IL PESO ECONOMICO DELLA COMPETIZIONE - Se è vero che i 70 milioni già garantiti dal traguardo degli ottavi di finale di Champions League appartengono a un'altra galassia, la coppa nazionale resta un trampolino fondamentale. Il doppio incrocio con i biancocelesti (andata fissata per domani, mercoledì 4 marzo, e ritorno a Bergamo tra il 21 e il 22 aprile) è il penultimo ostacolo prima della finalissima di Roma del 13 maggio. Un traguardo che, calcolatrice alla mano, fa decisamente gola alla dirigenza orobica.
I CALCOLI E I DIRITTI TV - Le stime dettagliate sui possibili incassi arrivano dagli esperti di «Calcio e Finanza». La testata specializzata precisa come la ricca torta dei premi venga spartita calcolando le percentuali sul montepremi totale, un tesoretto che si poggia in gran parte sugli accordi commerciali per la cessione dei diritti televisivi internazionali. Si tratta dunque di proiezioni calibrate sui numeri delle scorse stagioni, ma che delineano un perimetro estremamente chiaro degli introiti.

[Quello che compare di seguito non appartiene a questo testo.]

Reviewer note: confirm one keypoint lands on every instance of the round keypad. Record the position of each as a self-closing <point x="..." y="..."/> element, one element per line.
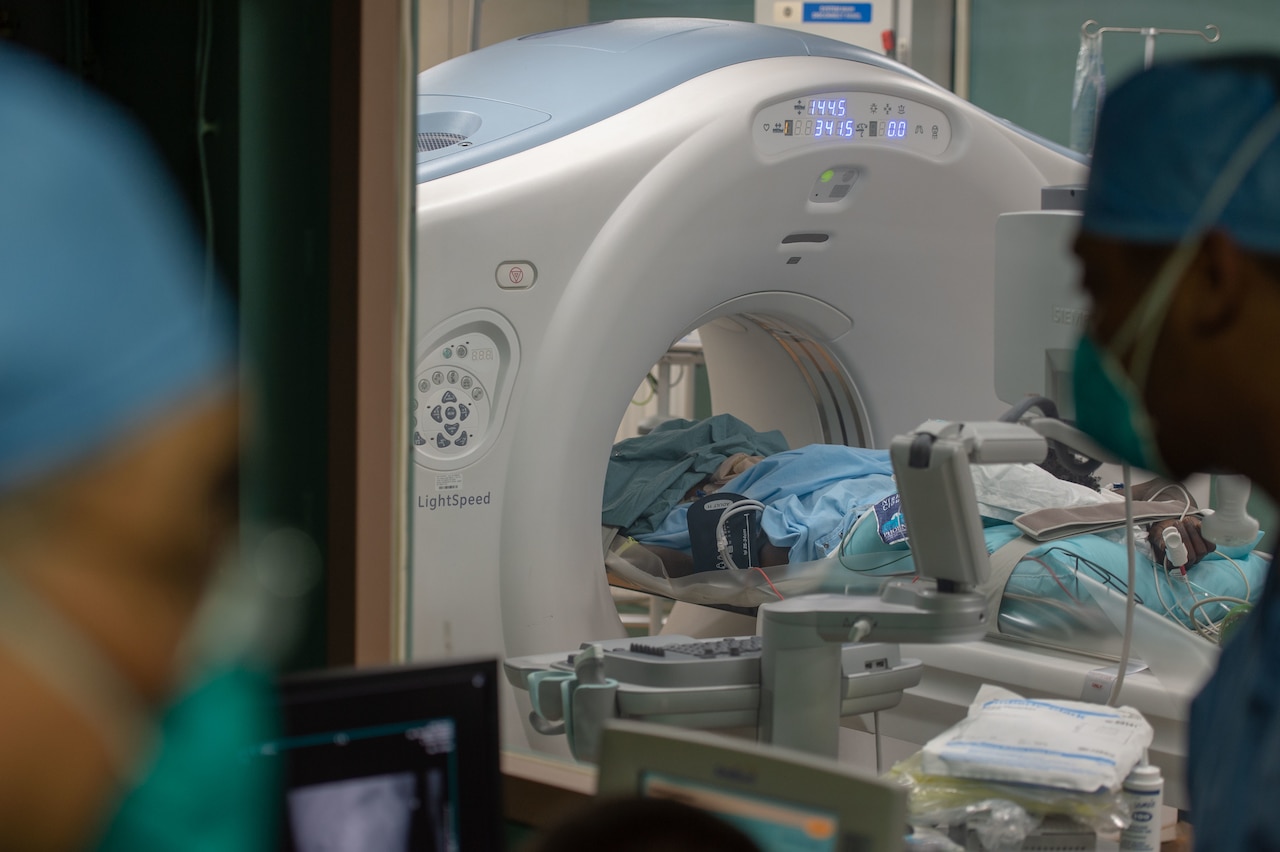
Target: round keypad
<point x="452" y="412"/>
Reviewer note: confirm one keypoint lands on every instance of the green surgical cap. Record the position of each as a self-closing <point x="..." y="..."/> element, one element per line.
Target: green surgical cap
<point x="1165" y="136"/>
<point x="103" y="319"/>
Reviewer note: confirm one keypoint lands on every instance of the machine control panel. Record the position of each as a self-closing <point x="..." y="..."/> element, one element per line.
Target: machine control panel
<point x="851" y="118"/>
<point x="449" y="411"/>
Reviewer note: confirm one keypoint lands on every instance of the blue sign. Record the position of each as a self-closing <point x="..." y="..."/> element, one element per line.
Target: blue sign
<point x="837" y="13"/>
<point x="888" y="520"/>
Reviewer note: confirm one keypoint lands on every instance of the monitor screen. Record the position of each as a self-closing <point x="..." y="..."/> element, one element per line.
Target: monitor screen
<point x="784" y="800"/>
<point x="396" y="759"/>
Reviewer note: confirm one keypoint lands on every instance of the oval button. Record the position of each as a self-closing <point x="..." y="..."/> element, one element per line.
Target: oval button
<point x="516" y="275"/>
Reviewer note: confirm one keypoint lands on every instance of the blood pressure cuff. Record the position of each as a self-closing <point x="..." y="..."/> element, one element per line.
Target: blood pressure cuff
<point x="1047" y="525"/>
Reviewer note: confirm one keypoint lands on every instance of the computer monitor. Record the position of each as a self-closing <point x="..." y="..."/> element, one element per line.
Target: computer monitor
<point x="786" y="801"/>
<point x="398" y="759"/>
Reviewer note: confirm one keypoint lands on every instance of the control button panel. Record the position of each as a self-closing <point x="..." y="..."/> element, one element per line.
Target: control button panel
<point x="859" y="119"/>
<point x="449" y="388"/>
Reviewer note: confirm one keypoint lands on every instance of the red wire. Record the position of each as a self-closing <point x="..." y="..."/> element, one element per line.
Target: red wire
<point x="768" y="581"/>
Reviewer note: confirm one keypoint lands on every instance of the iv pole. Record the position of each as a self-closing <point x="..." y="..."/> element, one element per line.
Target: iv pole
<point x="1210" y="33"/>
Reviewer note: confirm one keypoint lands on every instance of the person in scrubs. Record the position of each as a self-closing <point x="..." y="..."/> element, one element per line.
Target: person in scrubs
<point x="119" y="422"/>
<point x="1178" y="371"/>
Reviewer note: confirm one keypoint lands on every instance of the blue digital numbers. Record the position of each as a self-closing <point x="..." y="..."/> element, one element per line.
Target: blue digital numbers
<point x="836" y="126"/>
<point x="895" y="129"/>
<point x="833" y="106"/>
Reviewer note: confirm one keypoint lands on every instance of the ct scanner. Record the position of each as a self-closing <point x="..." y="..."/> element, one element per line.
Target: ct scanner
<point x="585" y="197"/>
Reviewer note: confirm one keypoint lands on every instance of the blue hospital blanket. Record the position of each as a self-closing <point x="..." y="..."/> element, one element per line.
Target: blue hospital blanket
<point x="817" y="494"/>
<point x="649" y="475"/>
<point x="813" y="497"/>
<point x="1047" y="573"/>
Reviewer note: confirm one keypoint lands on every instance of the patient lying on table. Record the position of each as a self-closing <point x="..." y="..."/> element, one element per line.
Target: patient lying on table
<point x="836" y="507"/>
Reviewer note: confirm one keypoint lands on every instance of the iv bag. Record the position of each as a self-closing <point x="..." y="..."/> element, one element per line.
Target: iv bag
<point x="1091" y="86"/>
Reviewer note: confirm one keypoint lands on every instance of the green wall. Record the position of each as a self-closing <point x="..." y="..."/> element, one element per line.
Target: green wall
<point x="1024" y="50"/>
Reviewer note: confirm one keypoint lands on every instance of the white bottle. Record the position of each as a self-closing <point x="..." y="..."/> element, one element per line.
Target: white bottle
<point x="1143" y="789"/>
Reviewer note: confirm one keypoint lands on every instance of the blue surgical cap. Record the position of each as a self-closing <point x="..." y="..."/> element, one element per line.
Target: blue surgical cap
<point x="1162" y="138"/>
<point x="103" y="319"/>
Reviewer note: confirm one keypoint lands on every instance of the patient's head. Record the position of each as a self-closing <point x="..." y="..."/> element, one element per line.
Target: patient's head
<point x="643" y="825"/>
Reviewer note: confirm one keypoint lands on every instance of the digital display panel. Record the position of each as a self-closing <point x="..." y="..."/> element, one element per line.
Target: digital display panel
<point x="860" y="117"/>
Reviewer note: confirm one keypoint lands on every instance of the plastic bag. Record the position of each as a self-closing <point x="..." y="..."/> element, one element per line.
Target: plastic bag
<point x="936" y="800"/>
<point x="1091" y="87"/>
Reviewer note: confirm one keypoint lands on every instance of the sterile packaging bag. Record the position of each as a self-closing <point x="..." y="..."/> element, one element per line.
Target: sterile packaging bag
<point x="1069" y="745"/>
<point x="1091" y="86"/>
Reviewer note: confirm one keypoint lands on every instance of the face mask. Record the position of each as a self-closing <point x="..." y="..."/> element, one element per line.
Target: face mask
<point x="206" y="789"/>
<point x="1109" y="404"/>
<point x="1109" y="399"/>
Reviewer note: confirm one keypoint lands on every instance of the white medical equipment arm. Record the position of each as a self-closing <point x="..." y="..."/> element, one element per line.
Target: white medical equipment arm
<point x="801" y="636"/>
<point x="1230" y="523"/>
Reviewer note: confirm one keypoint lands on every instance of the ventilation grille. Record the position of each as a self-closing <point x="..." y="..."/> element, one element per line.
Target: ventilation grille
<point x="435" y="141"/>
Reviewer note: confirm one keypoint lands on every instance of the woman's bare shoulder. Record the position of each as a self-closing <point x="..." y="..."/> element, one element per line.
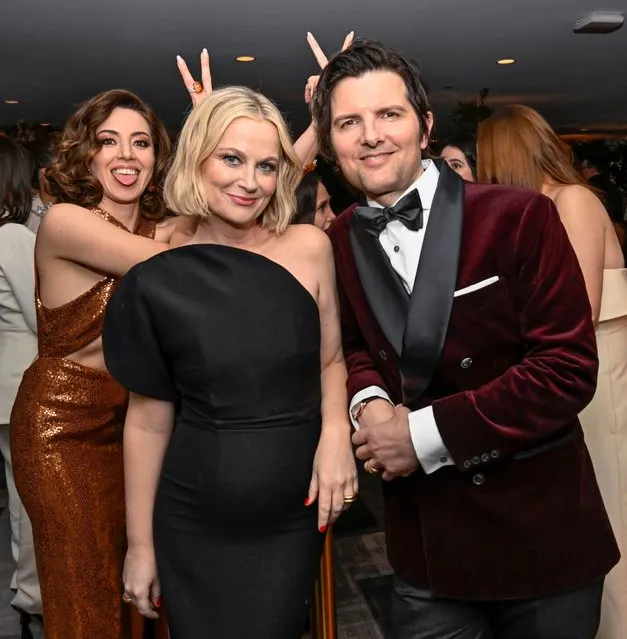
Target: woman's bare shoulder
<point x="310" y="239"/>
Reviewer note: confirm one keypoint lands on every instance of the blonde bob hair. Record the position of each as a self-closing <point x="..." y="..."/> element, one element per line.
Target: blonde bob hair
<point x="184" y="190"/>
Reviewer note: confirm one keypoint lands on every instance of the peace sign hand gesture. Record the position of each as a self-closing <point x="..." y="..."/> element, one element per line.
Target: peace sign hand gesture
<point x="198" y="91"/>
<point x="312" y="81"/>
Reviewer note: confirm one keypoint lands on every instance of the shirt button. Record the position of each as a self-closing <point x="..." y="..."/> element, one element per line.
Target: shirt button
<point x="478" y="479"/>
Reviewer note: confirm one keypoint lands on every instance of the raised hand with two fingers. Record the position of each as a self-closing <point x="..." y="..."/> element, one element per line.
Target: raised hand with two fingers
<point x="198" y="90"/>
<point x="321" y="58"/>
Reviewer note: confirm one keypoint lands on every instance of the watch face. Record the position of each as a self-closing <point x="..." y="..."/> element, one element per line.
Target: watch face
<point x="356" y="412"/>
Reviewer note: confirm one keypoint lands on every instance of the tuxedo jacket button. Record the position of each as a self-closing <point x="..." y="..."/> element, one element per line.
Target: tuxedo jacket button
<point x="478" y="479"/>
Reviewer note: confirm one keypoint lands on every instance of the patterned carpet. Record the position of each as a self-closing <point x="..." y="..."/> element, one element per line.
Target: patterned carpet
<point x="362" y="572"/>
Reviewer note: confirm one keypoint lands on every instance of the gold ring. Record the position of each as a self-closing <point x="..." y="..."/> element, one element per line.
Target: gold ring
<point x="369" y="468"/>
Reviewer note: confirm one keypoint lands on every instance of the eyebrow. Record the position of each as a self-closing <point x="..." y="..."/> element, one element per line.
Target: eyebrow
<point x="112" y="132"/>
<point x="349" y="116"/>
<point x="235" y="151"/>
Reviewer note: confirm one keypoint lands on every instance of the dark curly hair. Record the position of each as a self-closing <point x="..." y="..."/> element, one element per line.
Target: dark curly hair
<point x="68" y="179"/>
<point x="15" y="174"/>
<point x="364" y="56"/>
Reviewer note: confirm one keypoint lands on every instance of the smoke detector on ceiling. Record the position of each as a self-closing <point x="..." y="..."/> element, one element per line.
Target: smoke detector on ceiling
<point x="599" y="22"/>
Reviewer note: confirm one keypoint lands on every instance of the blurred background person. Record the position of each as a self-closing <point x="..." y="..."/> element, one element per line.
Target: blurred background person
<point x="18" y="348"/>
<point x="517" y="147"/>
<point x="461" y="156"/>
<point x="313" y="202"/>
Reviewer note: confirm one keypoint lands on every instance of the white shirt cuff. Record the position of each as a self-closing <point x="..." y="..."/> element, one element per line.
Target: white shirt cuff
<point x="425" y="436"/>
<point x="366" y="393"/>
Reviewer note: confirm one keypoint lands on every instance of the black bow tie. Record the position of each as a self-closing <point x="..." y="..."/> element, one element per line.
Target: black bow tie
<point x="407" y="210"/>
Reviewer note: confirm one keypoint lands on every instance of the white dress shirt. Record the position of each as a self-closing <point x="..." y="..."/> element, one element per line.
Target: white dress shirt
<point x="18" y="323"/>
<point x="403" y="247"/>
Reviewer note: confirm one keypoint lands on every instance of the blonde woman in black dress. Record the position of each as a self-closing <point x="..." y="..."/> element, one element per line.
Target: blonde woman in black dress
<point x="237" y="439"/>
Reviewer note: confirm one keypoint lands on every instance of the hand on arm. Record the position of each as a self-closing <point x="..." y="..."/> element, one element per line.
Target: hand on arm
<point x="147" y="432"/>
<point x="334" y="475"/>
<point x="72" y="233"/>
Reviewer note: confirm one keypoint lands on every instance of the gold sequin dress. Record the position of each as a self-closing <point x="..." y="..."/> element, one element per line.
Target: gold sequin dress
<point x="66" y="441"/>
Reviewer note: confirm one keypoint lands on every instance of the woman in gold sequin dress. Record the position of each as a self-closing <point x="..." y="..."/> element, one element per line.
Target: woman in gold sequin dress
<point x="66" y="424"/>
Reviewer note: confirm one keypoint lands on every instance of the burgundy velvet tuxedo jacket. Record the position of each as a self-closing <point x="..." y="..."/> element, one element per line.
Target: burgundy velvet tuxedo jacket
<point x="506" y="368"/>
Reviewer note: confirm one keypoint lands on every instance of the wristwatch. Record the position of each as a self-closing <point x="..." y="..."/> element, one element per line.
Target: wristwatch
<point x="358" y="408"/>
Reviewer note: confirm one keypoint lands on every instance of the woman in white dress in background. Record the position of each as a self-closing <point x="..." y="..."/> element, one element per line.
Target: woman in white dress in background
<point x="517" y="147"/>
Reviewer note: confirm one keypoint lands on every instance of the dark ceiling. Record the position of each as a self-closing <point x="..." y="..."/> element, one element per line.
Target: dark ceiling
<point x="54" y="54"/>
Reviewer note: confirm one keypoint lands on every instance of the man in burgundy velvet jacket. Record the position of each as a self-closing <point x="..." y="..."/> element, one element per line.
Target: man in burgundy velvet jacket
<point x="470" y="352"/>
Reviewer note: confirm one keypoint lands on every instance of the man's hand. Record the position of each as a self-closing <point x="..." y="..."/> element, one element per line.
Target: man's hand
<point x="387" y="443"/>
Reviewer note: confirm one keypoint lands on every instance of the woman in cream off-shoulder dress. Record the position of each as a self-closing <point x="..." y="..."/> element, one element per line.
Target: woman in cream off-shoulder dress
<point x="536" y="158"/>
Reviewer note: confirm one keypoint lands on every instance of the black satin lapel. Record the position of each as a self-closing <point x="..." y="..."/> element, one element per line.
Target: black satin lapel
<point x="432" y="295"/>
<point x="384" y="291"/>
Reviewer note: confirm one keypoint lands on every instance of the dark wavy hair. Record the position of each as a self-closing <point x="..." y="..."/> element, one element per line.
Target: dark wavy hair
<point x="68" y="179"/>
<point x="306" y="199"/>
<point x="16" y="170"/>
<point x="468" y="146"/>
<point x="365" y="56"/>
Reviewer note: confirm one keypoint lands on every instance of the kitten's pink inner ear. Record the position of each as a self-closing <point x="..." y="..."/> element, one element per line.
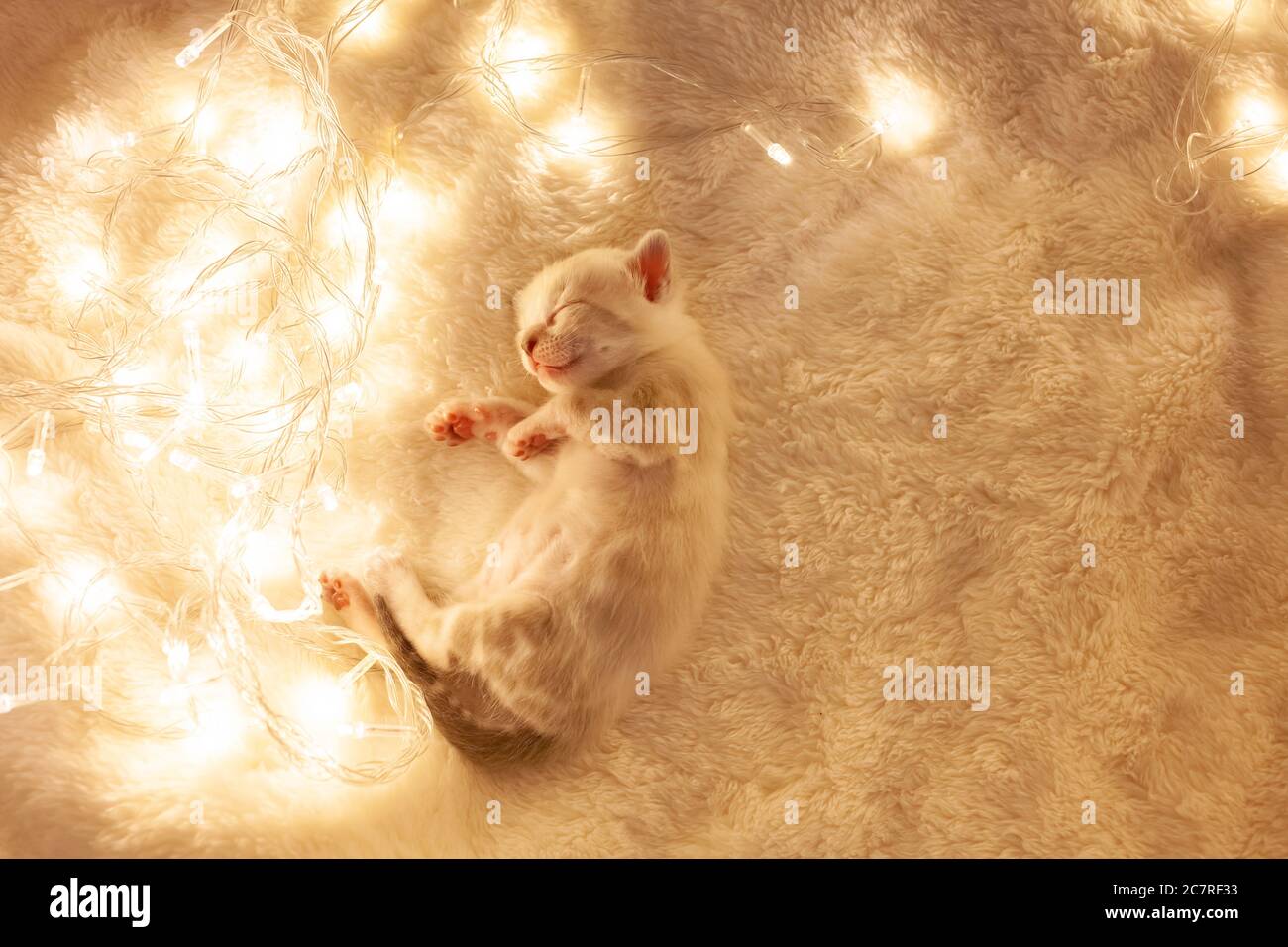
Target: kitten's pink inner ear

I MILIONI GIÀ IN CASSA E IL SOGNO ROMANO - Il percorso netto compiuto finora dalla formazione bergamasca ha già dato i suoi frutti. Superare il turno degli ottavi ha fruttato 400mila euro, raddoppiati agli 800mila dei quarti, fino al prezioso milione e mezzo assicurato dal pass per le attuali semifinali. Tradotto in soldoni: l'Atalanta ha già blindato un incasso di 2,7 milioni di euro. Ma il vero salto di qualità economico arriverebbe con il volo verso la Capitale: 1,9 milioni sono previsti come "premio di consolazione" per la finalista sconfitta, mentre alla vincitrice spetterebbe un assegno da 4,4 milioni.
Alzare al cielo la coppa significherebbe dunque mettersi in tasca un totale di 7,1 milioni di euro, oltre ad assicurarsi il prestigio sportivo e il pass diretto per la prossima Europa League. Un vero e proprio affare d'oro da concretizzare nell'arco di appena cinque partite. Un motivo in più per azzannare la sfida contro la Lazio fin dal primo minuto.